First, administering an insurance program is not the same as funding medical care. With any kind of insurance, the premiums of those who pay into the program fund the expenditures, while some third party typically administers the bookkeeping. Currently, for-profit corporations administer most health insurance programs in this country, and their 30-35% cut is part of the cost of American health care. Advocates of single payer believe that not-for-profit insurance administration through the federal government lowers health care costs by eliminating the for-profit middle man. This is how Medicare for seniors works now (which is why single payer is often called “Medicare For All”).
Second, there is virtually no one proposing that our health care delivery system be taken over, in whole or in part, by the federal government. That all hospitals and health care facilities be run by the government? That all medical professionals and staff be federal employees? That our health care be delivered as a government service? It’s simply false to imply this is what single payer means.

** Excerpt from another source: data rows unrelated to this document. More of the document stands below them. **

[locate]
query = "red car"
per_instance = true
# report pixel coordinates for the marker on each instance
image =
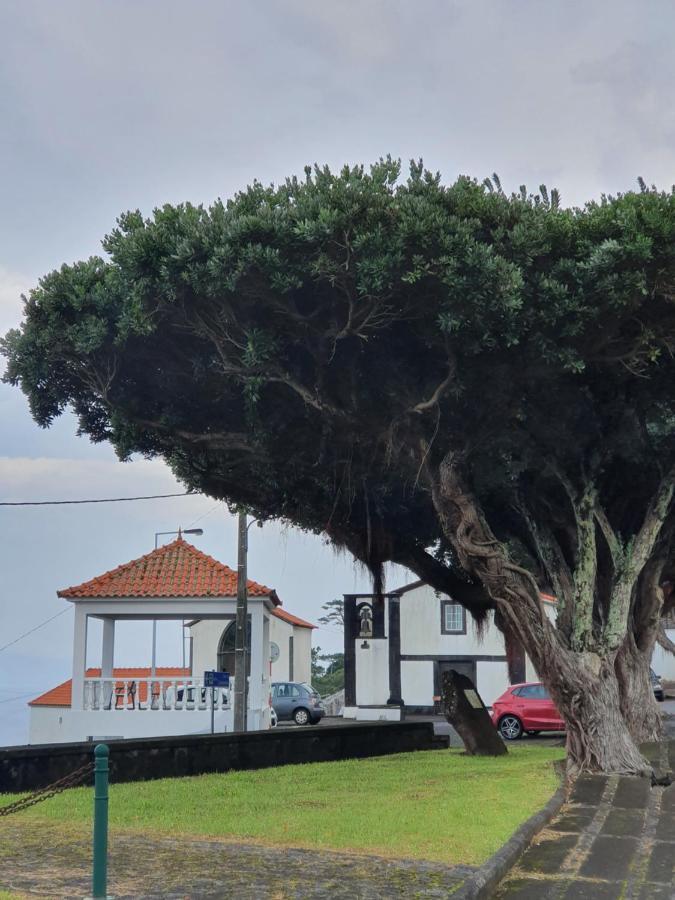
(525, 707)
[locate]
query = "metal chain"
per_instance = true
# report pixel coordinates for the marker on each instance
(51, 790)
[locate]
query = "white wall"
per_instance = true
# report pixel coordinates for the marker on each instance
(417, 682)
(49, 724)
(663, 662)
(207, 634)
(372, 673)
(280, 632)
(302, 652)
(421, 629)
(492, 679)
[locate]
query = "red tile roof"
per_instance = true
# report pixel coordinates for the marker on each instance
(291, 619)
(62, 694)
(176, 570)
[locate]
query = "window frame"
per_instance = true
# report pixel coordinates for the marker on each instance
(444, 630)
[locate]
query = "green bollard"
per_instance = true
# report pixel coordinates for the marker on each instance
(100, 875)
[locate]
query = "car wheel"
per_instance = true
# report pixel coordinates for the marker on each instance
(510, 728)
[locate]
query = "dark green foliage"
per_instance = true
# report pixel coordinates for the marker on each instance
(313, 350)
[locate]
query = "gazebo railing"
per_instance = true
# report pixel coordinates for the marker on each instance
(179, 694)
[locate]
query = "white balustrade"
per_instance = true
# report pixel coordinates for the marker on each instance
(148, 694)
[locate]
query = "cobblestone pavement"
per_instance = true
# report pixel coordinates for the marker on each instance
(614, 839)
(37, 859)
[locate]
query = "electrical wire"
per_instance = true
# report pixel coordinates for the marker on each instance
(103, 500)
(18, 697)
(26, 633)
(213, 509)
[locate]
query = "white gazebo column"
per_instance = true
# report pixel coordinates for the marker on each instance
(108, 648)
(259, 659)
(79, 657)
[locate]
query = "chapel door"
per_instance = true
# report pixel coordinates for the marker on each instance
(463, 666)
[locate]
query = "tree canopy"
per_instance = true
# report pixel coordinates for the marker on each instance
(320, 350)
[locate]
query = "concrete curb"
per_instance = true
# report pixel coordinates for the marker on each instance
(481, 884)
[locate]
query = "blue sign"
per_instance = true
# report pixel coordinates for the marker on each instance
(216, 679)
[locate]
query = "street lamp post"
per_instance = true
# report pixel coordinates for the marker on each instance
(153, 670)
(241, 626)
(180, 531)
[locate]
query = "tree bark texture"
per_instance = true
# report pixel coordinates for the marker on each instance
(638, 704)
(583, 683)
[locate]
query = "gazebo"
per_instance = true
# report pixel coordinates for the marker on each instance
(175, 582)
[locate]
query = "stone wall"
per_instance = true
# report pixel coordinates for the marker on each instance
(29, 767)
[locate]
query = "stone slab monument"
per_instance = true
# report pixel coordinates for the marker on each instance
(466, 712)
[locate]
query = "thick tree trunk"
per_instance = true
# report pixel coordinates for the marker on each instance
(583, 685)
(586, 691)
(638, 704)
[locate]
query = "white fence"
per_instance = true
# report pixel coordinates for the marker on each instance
(132, 694)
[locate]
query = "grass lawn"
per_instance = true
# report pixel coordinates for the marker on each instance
(434, 805)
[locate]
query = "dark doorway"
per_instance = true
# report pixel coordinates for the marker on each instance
(463, 666)
(226, 648)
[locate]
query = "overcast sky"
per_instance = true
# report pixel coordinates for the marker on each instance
(131, 104)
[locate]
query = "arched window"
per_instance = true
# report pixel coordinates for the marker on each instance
(226, 649)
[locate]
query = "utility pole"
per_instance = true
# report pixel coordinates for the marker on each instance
(240, 692)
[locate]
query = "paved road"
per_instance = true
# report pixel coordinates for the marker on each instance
(37, 859)
(614, 839)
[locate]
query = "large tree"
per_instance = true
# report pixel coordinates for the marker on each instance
(475, 385)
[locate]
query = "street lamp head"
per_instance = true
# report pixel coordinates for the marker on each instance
(180, 533)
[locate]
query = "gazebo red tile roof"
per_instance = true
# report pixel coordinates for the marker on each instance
(176, 570)
(291, 619)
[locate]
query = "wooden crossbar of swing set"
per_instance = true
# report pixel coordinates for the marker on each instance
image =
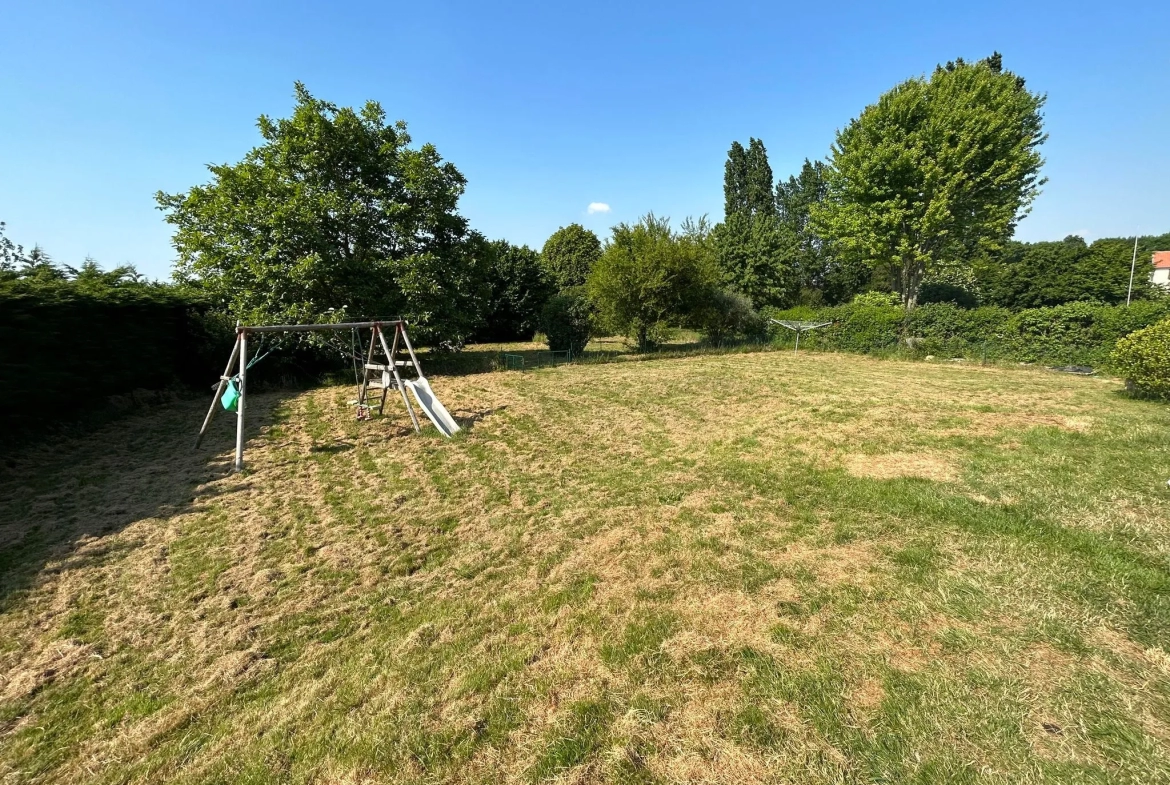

That the NHS functions that way in the U.K. has no practical application nor bearing on the debate about how to reform health insurance administration in the United States. (The only analogous program here is the Veteran’s Administration, and nobody’s calling for “VA For All”…..)
I expect your long experience as a physician has given you many interesting insights into health care administration. That alone gives your perspective weight and validity. There’s no need to erect straw men arguments, or misrepresent those you disagree with, to make your points.
I thought a long time about the phrase you find objectionable. It wasn’t in the first draft of the article. The reason I included it was that while the physicians and administrators who run our current system, are not employees of the government, they operate under so many rules and regulations that they are fast becoming de facto employees of the government. Under a single payer system autonomy would be completely lost and while the fiction of independence might be preserved, every hospital and practice would become an arm of the government.
Under the current system (50% government funded) a physician cannot write a prescription at a dose some low level administrator finds inappropriate. This is just one example of a system that has diverted the attention of the physician from the patient to the computer. It is wishful thinking to believe that the government can run any system for less cost than the private sector. Medicare boasts that its administrative costs are 2-5% compared to 20% for the insurance companies. In truth, Medicare has no idea what its administrative costs are as it passes almost all of them to providers as unfunded mandates. Can you really believe that a government will pay for a multi trillion dollar system without controlling how it operates while lowering its cost? Every medical system in the developed world is under intense financial pressure. Even the Swiss who have a relatively unobtrusive system have started to ration care. They have limited the frequency of screening mammograms as a cost saving measure.
I spent years working at a VA hospital (for free) and have a pretty good idea how they work and have even more experience with Medicare. This is just an opinion, but one based on a lot of experience – Medicare for all will be no different from the VA. Affluent seniors are already buying their way out of Medicare. See the growth of concierge medicine. Unless we go the Canadian way – mandatory Medicare for all – a single payer system will result in a two tiered system. One for the top 10% and another for the rest.